The Panther Fusion SARS-CoV-2/Flu A/B/RSV assay is a molecular diagnostic test that detects and differentiates four of the most prevalent respiratory viruses.

The four respiratory viruses, SARS-CoV-2, influenza A, influenza B, and respiratory syncytial virus (RSV), may show similar clinical symptoms.

It runs on the fully automated, high-throughput Panther Fusion system, which can process more than 1,000 tests in 24 hours and provide initial results in about three hours.

The Panther system is an advanced, fully automated, sample-to-result molecular diagnostics platform that can be used in low-, medium- or high-throughput laboratories.

Hologic diagnostic solutions president Jennifer Schneiders said: “This past winter, we saw several respiratory illnesses, Covid, flu and RSV, spreading simultaneously throughout communities and often presenting with similar symptoms, making diagnoses difficult.

“While we are out of the respiratory virus season this year, accurate viral diagnosis remains a high priority for clinicians for the upcoming respiratory season and we are committed to advancing Covid and respiratory diagnostics on our Panther Fusion system.

“This test will be a critical tool to help determine which respiratory virus or coinfection patients have so that providers can better inform the best course of treatment.”

Hologic said that the flexible approach of the Panther system, along with the company’s respiratory virus menu, offers various testing options from a single sample.

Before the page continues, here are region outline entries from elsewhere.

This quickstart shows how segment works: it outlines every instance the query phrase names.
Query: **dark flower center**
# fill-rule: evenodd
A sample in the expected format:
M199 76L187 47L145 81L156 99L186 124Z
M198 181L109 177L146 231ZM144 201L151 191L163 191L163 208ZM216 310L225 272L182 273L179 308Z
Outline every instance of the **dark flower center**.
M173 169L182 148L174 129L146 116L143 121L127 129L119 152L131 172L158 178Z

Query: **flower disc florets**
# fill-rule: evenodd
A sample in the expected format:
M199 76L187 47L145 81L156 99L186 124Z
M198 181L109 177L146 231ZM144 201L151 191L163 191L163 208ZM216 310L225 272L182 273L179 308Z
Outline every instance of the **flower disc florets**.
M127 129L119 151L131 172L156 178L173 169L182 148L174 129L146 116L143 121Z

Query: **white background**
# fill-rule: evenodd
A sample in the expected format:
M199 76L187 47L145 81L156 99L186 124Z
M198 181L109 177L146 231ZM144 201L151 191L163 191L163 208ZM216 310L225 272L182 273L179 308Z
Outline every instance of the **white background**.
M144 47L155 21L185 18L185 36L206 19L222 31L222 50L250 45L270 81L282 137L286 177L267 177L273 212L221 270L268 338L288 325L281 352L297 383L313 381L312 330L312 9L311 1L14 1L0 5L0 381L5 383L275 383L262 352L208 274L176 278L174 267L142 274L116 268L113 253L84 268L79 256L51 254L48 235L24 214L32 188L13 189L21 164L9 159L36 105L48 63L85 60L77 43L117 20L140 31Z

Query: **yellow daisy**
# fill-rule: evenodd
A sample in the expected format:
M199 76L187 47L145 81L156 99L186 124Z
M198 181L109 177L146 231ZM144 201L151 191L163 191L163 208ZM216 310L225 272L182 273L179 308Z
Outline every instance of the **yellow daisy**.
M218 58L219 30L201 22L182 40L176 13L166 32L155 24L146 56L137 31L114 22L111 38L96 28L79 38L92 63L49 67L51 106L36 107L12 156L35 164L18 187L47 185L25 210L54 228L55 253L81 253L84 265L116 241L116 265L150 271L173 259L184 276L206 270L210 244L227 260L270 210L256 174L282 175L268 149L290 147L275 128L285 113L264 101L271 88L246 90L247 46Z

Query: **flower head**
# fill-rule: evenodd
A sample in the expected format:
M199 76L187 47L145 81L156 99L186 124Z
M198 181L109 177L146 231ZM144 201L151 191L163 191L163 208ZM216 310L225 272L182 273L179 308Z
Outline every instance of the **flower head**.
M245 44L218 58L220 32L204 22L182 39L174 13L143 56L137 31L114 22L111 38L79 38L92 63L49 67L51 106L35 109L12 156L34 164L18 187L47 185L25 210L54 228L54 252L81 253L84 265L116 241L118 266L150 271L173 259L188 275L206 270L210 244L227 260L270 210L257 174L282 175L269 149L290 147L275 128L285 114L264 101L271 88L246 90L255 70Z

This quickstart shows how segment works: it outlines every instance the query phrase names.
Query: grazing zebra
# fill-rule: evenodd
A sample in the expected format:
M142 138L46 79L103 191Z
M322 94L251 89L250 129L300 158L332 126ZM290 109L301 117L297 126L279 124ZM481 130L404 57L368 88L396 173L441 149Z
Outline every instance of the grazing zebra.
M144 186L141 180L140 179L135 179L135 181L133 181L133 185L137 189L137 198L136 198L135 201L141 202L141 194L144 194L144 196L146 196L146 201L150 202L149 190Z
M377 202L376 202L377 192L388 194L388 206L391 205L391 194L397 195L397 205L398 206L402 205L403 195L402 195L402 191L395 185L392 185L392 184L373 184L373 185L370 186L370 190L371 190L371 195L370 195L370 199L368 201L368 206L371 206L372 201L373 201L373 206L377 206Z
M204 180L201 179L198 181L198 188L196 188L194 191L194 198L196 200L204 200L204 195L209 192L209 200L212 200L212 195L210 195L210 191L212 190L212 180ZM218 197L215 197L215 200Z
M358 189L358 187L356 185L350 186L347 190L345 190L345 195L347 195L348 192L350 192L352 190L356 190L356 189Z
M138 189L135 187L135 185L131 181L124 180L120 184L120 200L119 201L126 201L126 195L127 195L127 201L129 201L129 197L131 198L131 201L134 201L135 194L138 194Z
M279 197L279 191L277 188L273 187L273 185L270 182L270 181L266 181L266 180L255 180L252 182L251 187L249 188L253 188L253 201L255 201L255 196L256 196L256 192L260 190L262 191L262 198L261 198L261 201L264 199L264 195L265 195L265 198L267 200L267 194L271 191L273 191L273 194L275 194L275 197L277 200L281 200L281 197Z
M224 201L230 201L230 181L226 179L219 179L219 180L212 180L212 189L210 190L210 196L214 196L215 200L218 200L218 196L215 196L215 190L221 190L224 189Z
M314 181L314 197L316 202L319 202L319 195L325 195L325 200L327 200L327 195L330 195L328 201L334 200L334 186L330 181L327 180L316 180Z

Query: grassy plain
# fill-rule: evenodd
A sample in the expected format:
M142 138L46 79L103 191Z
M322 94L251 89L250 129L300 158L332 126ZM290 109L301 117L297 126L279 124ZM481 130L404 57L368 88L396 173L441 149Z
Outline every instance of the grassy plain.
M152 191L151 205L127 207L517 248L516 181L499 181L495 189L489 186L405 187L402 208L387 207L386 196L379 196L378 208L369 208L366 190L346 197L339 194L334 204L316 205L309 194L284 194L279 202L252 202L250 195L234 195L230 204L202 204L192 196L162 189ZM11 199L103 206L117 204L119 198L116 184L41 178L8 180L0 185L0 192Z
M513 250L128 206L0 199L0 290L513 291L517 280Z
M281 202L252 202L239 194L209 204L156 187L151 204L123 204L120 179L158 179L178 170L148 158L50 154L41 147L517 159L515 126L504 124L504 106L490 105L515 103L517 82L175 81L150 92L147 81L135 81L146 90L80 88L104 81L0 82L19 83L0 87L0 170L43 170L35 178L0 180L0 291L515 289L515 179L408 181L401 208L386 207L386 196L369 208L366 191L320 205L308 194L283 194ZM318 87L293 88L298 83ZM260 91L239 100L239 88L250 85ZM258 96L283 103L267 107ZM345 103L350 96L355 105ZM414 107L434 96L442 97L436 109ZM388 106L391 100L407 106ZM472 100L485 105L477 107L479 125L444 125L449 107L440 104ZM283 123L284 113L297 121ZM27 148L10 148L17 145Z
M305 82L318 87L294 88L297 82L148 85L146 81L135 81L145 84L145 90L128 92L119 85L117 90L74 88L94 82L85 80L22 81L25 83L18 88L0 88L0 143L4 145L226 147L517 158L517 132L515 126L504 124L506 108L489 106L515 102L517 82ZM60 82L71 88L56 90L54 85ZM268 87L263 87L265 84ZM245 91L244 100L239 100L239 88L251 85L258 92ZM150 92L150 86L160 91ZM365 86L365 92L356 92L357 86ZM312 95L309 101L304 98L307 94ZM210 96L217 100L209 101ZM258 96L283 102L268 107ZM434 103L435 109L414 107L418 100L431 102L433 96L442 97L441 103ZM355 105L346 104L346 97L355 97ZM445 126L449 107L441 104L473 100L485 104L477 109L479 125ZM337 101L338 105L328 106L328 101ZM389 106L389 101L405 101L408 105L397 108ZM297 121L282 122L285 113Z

The company allows healthcare professionals and laboratories to personalise patient testing based on medical history and local prevalence.

The Panther Fusion SARS-CoV-2/Flu A/B/RSV assay has been launched with the new RespDirect collection kit, which also runs on the Panther Fusion system.

The RespDirect collection kit enables laboratories to directly load samples without any uncapping or specimen transfer steps, saving time and reducing the potential for error.

Hologic said that the project has been partly funded by federal funds from the US Department of Health and Human Services.

The FDA approval follows CE mark approval of the Panther Fusion SARS-CoV-2/Flu A/B/RSV assay in Europe, in July last year, said the medical device company.